Hi Blog-o-sphere! Welcome to my new blogspot: www.hello-there-sunshine.blogspot.com!
So, I realized something just now. I was texting one of my good friends, when I noticed a rising sense of paranoia. I found myself questioning what he said, what his motives were, and if he was lying. I have been doing this with him for quite a while now and I'm really wondering why. This friend is one of my best, who I have known for almost three years, and he is the sweetest nicest guy and would never possibly try to hurt me...so why the suspicion?
It isn't just him though, this happens with all my friends or the people in my life for that matter. After a certain period of knowing them, I just kind of freak out. I question everything they do or say and begin to wonder if I can trust them. Then, after a while, I become convinced that they, like everyone else, are out to get me.
Now that I'm typing this I realize I sound like a total and complete nutjob, but it's true. For some reason, I eventually just stop trusting people and shut them out. The best I can figure, is that I'm trying to hurt them and escape the relationship before they hurt me.

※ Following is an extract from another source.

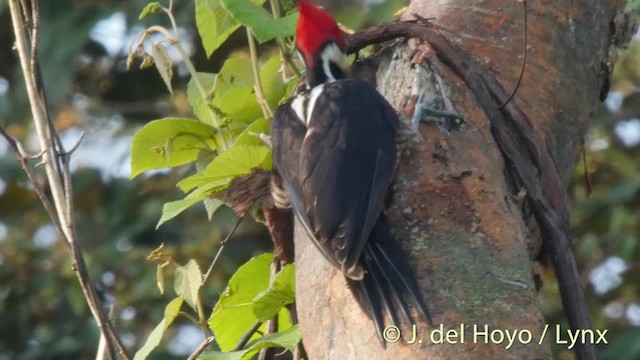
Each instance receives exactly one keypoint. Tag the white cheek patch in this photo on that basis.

I think the source, which I go back to time and again in blogs, and it really is the source of all evil (or at least my evil anyway), is my childhood. I learned early on that (in the words of one P.Sawyer) "People always leave." I had other kids use me, my parents abandon me all but physically (my dad physically abandoning me last year), and never had a geniune friend at an early age.
Stepping out of infixable the past and into present, the reprecussions are obvious. I am so easy to meet people; eager to befriend them and let them in. (It all goes back to that need to be loved and accepted that I so prevelently have.) But the problem is, that in doing so, I either alienate them, by moving too quickly, or worse, let them in only to have them shatter me a short while later.
So it seems, at times like the present, when I am most lost and vulnerable and in need of these people, in some sort of self-preservation I shut them out; knowing that I am too weak to handle their disapointment.